Pain in your knees makes for quite an unpleasant hike. Knee injuries can happen doing practically any activity, but the constant pounding of hiking for hours can really wear out your joints. You may get a serious injury such as a torn ligament if you twist wrong or take a fall while hiking, but chances are your knees will just get tired out and inflamed from too much work. Just like a mechanical device, the joints in your body can wear out if they are overworked and not allowed to be repaired.
Cause of Knee Problems
Downhill hiking is the major cause of knee problems. When hiking uphill, the muscles work hard to lift your weight, but when coming downhill, gravity is pulling your weight down so muscles don't work so hard. Unfortunately, your joints absorb the impact of your weight being pulled down the mountain and too much stress on ankles, knees, and hips can cause irritation and inflammation.
The faster you hike downhill, the higher you raise the risk of injury. You are in less control, have less reaction time, and have more inertia to arrest if a mis-step occurs. And, to top it off, the impact to your body is amplified as you hike faster. So, slow down! Taking your time going downhill is safer and less damaging to your knees and other joints.
Preventing Knee Problems
- Condition your leg muscles. Making the muscles that support your knees stronger will help reduce the stress on the knee joints. Use weight exercises to strengthen your hamstrings, quads, and calves. Getting advice on exercises from a health trainer is a good idea.
- Use a hiking stick or hiking poles for extra support. Besides providing extra stability against falls, the reduced weight on the knees is a big help. Two hiking poles are more appropriate for knee support since both legs need the help.
- Hike fewer miles. If your knees or body are complaining, take it easier and don't push so hard.
- For insurance, bring along one or two knee bandages. If your knees start aching, a knee brace might give you support to finish the hike or return to the trailhead. Don't rely on knee braces all the time, instead see a doctor about fixing the problem.
- Hike slowly and carefully when going downhill. Don't jump or run downhill. Take smaller steps and place your foot rather than stomp it down.
- Side-step down very steep grades instead of pounding straight down. This will bend your knees less and reduce the strain.
- Turn around and go down drop-offs backwards so you can use your stronger climbing muscles to lower your body down without the jolt at the bottom.
Treating Knee Problems
- See a doctor about any knee problems.
- Take ibuprofen to reduce inflammation and bring temporary relief.
- Soak knees in cold water, like a stream for ten minutes.

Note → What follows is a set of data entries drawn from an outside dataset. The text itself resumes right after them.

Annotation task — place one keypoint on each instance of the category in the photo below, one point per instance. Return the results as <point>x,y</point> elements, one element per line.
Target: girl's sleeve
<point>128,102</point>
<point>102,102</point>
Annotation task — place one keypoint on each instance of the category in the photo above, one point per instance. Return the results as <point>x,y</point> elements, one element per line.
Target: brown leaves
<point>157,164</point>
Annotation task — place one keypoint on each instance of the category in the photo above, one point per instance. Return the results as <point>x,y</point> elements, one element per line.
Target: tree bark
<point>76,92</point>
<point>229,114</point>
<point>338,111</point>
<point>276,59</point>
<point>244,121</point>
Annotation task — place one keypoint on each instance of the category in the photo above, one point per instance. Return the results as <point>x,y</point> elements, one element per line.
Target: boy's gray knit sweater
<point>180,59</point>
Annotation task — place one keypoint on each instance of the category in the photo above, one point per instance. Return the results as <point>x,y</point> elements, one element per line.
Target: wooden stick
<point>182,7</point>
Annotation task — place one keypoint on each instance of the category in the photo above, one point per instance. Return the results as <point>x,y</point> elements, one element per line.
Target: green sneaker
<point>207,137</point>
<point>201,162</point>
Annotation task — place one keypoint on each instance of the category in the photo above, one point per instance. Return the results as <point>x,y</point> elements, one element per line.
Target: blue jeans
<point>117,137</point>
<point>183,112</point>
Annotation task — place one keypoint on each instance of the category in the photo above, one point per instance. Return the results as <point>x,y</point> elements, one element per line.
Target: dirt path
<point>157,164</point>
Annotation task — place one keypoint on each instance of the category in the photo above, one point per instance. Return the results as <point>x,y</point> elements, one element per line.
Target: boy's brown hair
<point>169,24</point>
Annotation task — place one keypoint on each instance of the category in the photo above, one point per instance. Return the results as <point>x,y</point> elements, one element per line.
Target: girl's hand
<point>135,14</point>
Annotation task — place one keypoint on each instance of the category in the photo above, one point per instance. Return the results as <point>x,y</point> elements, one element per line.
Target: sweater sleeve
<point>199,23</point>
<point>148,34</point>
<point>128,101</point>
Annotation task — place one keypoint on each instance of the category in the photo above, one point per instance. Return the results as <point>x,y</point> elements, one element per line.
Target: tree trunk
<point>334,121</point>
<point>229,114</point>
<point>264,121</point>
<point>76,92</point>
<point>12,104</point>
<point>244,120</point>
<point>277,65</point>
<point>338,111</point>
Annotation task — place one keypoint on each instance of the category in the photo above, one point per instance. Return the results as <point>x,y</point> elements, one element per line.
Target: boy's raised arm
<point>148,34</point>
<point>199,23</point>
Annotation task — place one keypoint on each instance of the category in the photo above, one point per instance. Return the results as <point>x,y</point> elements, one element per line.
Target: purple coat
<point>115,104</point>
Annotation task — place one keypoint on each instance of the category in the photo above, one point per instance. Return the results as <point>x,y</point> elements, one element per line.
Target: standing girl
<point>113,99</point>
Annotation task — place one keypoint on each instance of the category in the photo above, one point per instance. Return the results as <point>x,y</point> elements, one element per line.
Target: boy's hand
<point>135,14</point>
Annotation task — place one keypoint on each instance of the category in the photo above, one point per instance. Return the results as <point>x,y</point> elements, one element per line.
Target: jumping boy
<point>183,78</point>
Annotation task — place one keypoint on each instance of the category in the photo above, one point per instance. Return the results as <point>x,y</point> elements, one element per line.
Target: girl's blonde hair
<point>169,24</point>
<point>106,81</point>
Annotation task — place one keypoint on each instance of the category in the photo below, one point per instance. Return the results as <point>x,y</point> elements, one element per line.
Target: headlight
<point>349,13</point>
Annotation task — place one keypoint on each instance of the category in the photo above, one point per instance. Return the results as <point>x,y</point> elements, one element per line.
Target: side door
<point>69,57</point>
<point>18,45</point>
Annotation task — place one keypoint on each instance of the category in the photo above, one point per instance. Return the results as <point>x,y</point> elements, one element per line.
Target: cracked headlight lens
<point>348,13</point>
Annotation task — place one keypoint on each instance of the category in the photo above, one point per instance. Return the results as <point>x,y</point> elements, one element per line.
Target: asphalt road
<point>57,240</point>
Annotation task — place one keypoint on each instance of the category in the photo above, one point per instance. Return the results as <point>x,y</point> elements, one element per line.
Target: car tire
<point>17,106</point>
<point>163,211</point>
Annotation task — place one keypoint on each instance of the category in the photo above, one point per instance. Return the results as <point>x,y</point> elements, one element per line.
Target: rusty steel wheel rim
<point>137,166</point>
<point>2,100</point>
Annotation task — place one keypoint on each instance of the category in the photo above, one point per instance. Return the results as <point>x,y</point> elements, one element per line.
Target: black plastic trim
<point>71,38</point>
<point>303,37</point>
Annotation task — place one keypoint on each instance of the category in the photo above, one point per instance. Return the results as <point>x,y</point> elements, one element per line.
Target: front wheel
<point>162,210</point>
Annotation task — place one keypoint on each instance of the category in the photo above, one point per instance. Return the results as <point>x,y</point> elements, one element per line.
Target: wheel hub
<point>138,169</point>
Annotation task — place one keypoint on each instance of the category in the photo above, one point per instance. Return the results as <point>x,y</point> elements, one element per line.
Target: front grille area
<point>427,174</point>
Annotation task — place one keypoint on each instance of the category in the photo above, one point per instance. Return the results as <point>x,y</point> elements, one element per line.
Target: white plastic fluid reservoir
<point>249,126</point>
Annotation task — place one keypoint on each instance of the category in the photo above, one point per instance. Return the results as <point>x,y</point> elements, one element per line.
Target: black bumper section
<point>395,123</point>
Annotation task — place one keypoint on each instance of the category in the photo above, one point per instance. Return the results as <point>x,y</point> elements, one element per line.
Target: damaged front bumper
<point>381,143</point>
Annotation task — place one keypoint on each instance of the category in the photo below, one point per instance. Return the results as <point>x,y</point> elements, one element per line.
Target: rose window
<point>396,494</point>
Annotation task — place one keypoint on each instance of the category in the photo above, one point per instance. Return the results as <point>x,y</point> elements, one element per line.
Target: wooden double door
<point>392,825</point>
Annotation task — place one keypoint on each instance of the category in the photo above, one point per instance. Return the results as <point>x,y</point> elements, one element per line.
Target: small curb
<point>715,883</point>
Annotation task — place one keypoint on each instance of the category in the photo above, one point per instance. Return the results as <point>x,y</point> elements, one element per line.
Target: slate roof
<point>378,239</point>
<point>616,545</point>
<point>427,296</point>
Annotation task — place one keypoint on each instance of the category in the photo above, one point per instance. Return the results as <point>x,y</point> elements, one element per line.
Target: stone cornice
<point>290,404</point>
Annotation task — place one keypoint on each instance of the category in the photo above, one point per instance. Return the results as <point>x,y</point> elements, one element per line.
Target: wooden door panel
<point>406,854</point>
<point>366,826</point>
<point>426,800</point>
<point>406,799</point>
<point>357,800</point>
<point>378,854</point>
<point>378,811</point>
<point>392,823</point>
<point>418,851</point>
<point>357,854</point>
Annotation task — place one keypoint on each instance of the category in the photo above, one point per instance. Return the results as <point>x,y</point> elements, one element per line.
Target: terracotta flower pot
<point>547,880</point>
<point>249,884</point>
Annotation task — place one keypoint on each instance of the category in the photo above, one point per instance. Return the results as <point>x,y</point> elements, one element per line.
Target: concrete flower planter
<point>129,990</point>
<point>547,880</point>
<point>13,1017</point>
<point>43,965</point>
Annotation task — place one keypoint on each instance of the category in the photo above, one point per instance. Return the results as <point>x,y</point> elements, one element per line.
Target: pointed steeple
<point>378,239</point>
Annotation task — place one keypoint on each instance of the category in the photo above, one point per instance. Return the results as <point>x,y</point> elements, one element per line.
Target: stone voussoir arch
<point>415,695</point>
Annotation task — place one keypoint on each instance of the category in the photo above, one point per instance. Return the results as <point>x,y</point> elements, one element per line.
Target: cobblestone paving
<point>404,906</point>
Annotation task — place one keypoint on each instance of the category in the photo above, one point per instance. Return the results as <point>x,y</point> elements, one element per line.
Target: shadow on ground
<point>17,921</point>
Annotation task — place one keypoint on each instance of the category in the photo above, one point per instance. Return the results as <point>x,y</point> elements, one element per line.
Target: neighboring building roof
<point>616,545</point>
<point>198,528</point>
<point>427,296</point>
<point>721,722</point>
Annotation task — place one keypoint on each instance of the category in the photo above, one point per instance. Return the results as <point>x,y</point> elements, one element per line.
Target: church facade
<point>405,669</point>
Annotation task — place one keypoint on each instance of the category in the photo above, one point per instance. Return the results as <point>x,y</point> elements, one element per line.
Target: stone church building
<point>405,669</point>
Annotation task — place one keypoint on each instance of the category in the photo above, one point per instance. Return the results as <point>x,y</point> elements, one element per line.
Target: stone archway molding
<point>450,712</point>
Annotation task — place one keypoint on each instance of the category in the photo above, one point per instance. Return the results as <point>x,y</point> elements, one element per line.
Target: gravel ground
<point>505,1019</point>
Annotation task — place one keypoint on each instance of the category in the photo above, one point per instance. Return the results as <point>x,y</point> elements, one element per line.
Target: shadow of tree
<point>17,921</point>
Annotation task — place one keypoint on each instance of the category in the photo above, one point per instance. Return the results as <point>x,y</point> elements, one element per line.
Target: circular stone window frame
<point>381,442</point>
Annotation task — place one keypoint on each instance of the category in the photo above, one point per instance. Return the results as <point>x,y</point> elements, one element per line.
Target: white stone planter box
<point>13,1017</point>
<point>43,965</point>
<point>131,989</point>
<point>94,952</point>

- Consider wearing more shock-absorbing shoes instead of sturdier boots. But, be careful of the lost ankle and foot support.
Mar 29, 2012 - Doug
I've found that hiking with one pole really makes no sense... it actually makes you walk in an unbalanced way. Awhile back, I met an old guy who was thru-hiking the Superior Hiking Trail using two poles and I asked him why. He explained that--with two poles--there are always three points on the ground (two poles, one leg or two legs and one pole) which, if you're a math geek, forms a "plane." Think of it as a tripod or a three-legged cow milking stool--even if the surface is uneven, it will always be stable. Doing so will actually take weight off your feet and allow you to walk over the tops of roots and rocks, rather than letting your feet take the brunt of every obstacle on the path. You can hike farther and faster, and the problem of blisters is reduced. And also, since 80% of injuries and accidents occur when going downhill (on the descent), two poles provides a great deal of stability and considerably reduces the strain on your knees.
I have the exact same issue - can you tell me a little bit more about the orthotics that you bought?
I don't know where you are, but mine were from a high street chemists in the UK called Boots, but Scholl also make them. There are two main types, one with just a heel pad with more padding on the outside edge of the heel to correct heelstrike, and another type which is a full insole with heel pad and padding under the arch. I went for the heel only. There are also some sports outfitters or therapists who custom mould them for you. I also got rid of the thin insoles in my boots and bought some 'Sorbothane double strike' insoles. The insoles reduce the shock and the orthotics help my feet stay straight which in turn takes the strain off my knees - No pain anymore. Hope this helps.